At present it’s almost impossible to walk the rides around my patch and not snap spiders’ silk. It is everywhere. I notice, as I drive over, that there are even webs on both wing mirrors but, with the sun at the right angle, you can see that there is barely a twig or leaf not bound with gossamer to its neighbours.
Apparently those threads are, gram for gram, five times stronger than steel. Yet what strikes me most is not the strength but the elasticity of spider’s web. A female garden cross spider had just snared a honeybee (an unusual prey at Blackwater, although wasps are commonplace) and while the victim whirred its wings or pulsed its abdomen to break free, the web yawed but held true.
It is remarkable to watch spiders at work in these encounters: the extreme caution, the delicate octave of their movements and then the certainty with which they manipulate their insect prey and inexorably mummify it with silk.
I know this scenario reverses the usual moral order humans plonk on top of nature but spiders need love too, and garden cross spiders must be among September’s most beautiful stars. They are so gloriously varied, from a chaste grey studded with the usual white cruciform right through to oiled mahogany inlaid with cream.

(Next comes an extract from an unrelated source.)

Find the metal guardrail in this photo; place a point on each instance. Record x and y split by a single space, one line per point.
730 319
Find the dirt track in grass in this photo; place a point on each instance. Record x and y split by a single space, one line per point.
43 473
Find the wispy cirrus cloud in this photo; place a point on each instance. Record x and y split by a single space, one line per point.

One indisputable merit to this brief arachnid empire is the way that all those shining threads turn even our worst works - and I’m thinking of the many lifeless gardens of wall-like leylandii and lawns shorn to look like pool tables - into multiple sheets of dewed silver. The desert is made momentarily fertile. One estimate of abundance, a million spiders an acre in some habitats, implies billions of miles of this crystallised protein. Recall that since flies are the main arachnid prey, this whole show of silk and sunshine is powered by an often reviled group of insects. But spiders are the key agents and they have now clothed our entire landscape in a silk garment: all Britain, perhaps, as one single glittering weave.